Network problems are more complicated for consumers because they're often buying broadband from one company and VoIP from another.
Regional Bell companies, such as Verizon Communications Inc., are the primary sellers of DSL broadband service, while their competitors in the long-distance and cable TV businesses are the primary sellers of VoIP.
"If you are providing phone services on someone else's broadband access network you have no control over the quality of service," Main said.
That said, some VoIP carriers have struck agreements with broadband providers. A good agreement can mean your call travels only on one broadband network.
A bad agreement, or no agreement, means your call could get switched from network to network, which can hurt quality. "It's like hopping on the Acela train versus switching trains four times," said Andy Abramson of Del Mar, Calif., who owns an advertising firm and runs a consumer VoIP Web journal, or blog.
Most states want regulations, taxes
- The prices, which start at $19.99 a month, are "competitive, not breathtaking," Main said.
The standard price for VoIP packages from AT&T and Cablevision Systems Corp. is $34.99 a month for unlimited local and long-distance calling, voice mail and call forwarding, but that doesn't include a broadband connection, which generally costs at least $30 a month. Verizon's local and long-distance packages for traditional calling range from $49.95 to $64.95 a month.
- A lack of regulation, and taxes, are a factor in keeping prices down. That may not last forever.

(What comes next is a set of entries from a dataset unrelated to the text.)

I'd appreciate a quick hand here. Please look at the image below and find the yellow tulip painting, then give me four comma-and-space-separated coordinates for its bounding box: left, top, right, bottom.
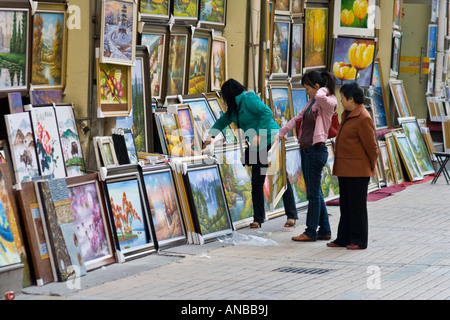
304, 7, 328, 69
331, 37, 375, 87
334, 0, 375, 37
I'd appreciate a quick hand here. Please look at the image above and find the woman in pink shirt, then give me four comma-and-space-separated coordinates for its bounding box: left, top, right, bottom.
277, 71, 337, 241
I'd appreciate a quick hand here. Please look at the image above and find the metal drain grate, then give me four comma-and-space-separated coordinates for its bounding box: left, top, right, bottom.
273, 266, 332, 275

The Federal Communications Commission is considering whether to treat VoIP as a taxable telecom service or an untaxed data service. Beyond that, "half the states in the country are looking at regulating and taxing VoIP," said Gregory Rosston, deputy director of the Stanford Institute for Economic Policy Research.
If the service does gain a following, taxes on it might increase. "As cell phones have grown, the taxes on wireless have gotten much, much larger," Rosston noted.

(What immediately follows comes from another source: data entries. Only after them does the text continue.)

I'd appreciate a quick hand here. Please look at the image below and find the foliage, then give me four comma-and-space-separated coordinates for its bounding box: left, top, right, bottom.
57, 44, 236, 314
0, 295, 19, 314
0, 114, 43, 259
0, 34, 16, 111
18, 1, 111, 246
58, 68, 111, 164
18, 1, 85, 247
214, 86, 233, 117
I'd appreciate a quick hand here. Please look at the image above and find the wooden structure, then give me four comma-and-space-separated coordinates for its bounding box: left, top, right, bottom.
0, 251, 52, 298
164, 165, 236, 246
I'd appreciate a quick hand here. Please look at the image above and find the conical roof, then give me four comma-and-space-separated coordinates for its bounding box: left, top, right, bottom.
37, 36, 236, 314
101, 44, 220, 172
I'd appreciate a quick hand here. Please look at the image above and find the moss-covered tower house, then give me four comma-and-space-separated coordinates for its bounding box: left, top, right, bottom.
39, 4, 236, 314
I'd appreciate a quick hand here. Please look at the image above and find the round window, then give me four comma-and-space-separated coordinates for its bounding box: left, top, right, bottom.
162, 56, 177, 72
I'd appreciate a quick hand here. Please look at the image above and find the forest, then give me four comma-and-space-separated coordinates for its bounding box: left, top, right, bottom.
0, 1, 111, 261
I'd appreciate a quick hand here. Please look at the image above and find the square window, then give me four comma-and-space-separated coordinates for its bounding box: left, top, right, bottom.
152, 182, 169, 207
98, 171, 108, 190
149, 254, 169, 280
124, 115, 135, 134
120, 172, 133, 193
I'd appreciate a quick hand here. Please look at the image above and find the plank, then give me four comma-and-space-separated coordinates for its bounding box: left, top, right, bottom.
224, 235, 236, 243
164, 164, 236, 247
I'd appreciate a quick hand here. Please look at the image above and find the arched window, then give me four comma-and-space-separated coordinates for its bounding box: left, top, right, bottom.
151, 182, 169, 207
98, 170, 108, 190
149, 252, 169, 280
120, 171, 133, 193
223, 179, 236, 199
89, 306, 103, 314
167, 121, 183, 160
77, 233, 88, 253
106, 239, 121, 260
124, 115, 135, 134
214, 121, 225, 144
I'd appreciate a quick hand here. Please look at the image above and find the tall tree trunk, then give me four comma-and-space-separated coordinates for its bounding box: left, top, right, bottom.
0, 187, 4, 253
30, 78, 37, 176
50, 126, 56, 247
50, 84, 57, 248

- Voice over Internet service depends on the regular power grid, so if that goes, you have no phone. The traditional phone network has its own power and generally works even in blackouts.
The industry has already tackled some of VoIP's problems, such as connecting calls to 911 dispatchers.
Still, some investors are hanging back.
In one recent report, Banc of America Securities analyst David Barden noted: "This profits-are-huge, the-market's-exploding, the-opportunity-is-ripe-for-picking mantra seems eerily reminiscent of past disappointments."